Creating a data transformation with Python

This scenario will demonstrate how to create a datasource from a python script, scheduled to run automatically.

This new datasource will be derived from an existing sheet.

This setup assumes that you are creating python tools directly in KAWA (Without any connection to a Version control system).

Creating a data transformation with Python

1. Preparing a sheet

Please create a sheet that has the following columns:

date (a date column)
price (a numeric column, can be integer or decimal)
quantity (a numeric column, can be integer or decimal)
key (a text column)

(If you have different names, you can adjust your script to match what you have)

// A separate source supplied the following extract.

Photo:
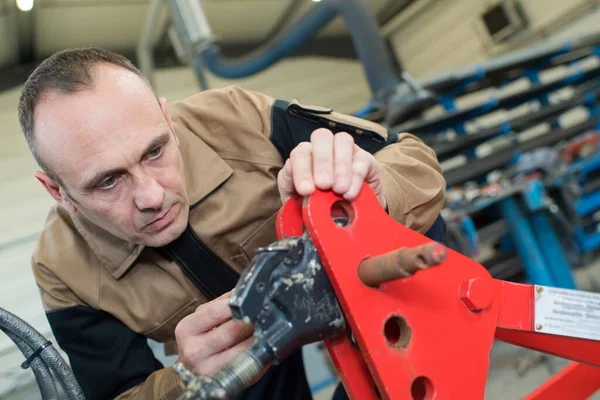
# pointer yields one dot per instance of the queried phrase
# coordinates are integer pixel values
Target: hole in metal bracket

2. Creating a new python tool

Here is an example script that you use to derive data from the prepared sheet: (please refer to [Computation From Python notebook]

import logging
import pandas as pd
import time
import datetime
from kywy.client.kawa_decorators import kawa_tool

log = logging.getLogger('script-logger')
NUM_DAYS_INCREMENT=3
NUM_DAYS_FULL=300

@kawa_tool(
    outputs={
        'key': str,
        'date': datetime.date,
        'avgPrice': float,
        'totalQuantity': float
    },
    parameters={
        'source_sheet_id': {'type':str}
    })
def sync_data(kawa, source_sheet_id, data_preview=False, append=False):
    start=time.time()
    log.info('Python etl example with computation')

    
    num_days = NUM_DAYS_INCREMENT if data_preview or append else NUM_DAYS_FULL
    from_date = datetime.date.today() - datetime.timedelta(days=num_days)

    #
    # This step loads data from the data warehouse.
    # Use filters and group_by to limit as much as possible the 
    # data that will be processed by your script.
    # This ensures that your process scales.
    #
    log.info(f'Loading data from:{from_date}')
    query = (kawa
            .sheet(sheet_id=source_sheet_id)
            .select( 
                # Adjust to the names of the columns of your sheet
                # (Make sure to adjust the filter as well)
                kawa.col('key').first().alias('key'),
                kawa.col('date').first().alias('date'),
                kawa.col('price').avg().alias('avgPrice'),
                kawa.col('quantity').sum().alias('totalQuantity'),
            )
            .filter(kawa.col('date').date_range(from_inclusive=from_date))
            #
            # Feel free to add stages to your query
            #
            .group_by('key')
            .no_limit())

    #
    # From this point on, you work with a regular pandas dataframe.
    # Feel free to add any more advanced transformation on it
    #
    df= query.compute()

    # 
    # The important thing is to return a dataframe with the columns
    # declared in the output section of the @kawa_tool decorator.
    #
    elapsed=time.time() - start
    log.info(f'Your transformation was performed in {elapsed}s', )
    return df

(https://github.com/kawa-analytics/kywy-documentation/blob/main/notebooks/data-operations/02_compute_notebook.ipynb) to learn all the transformations you can apply to your data.

📚 Please note that we inject to the function two boolean parameters: data_preview and append. Those will be True when (respectively) we are previewing the data to configure the data source or when the load is incremental. Use them wisely in your script! in our case, it is read to change the range of the main date filter.

In order to save your script in KAWA, go to the script section and paste the script in a new tool.

Python

3. Create your data source

Go to the datasource section, Click on [+] or [+ DataSource] and select: Load with Python.

Then, select your newly created script:

Python

🚨 Make sure to select the correct sheet ID and set the FEED TYPE to Incremental.

Click on Preview Data and then: Next.

Python

🚨 In our example, the primary key is called: key. Make sure to select your primary keys consistently with the unicity criteria of your dataset. Each execution of the ETL in incremental mode will insert rows with new primary keys and replace rows with existing ones.

4. Configure scheduling

Make sure to configure scheduling in your datasource:

Python

You can also declare the parent datasource as upstream. In that way, each time the parent datasource is refreshed, the child one will be too.

Python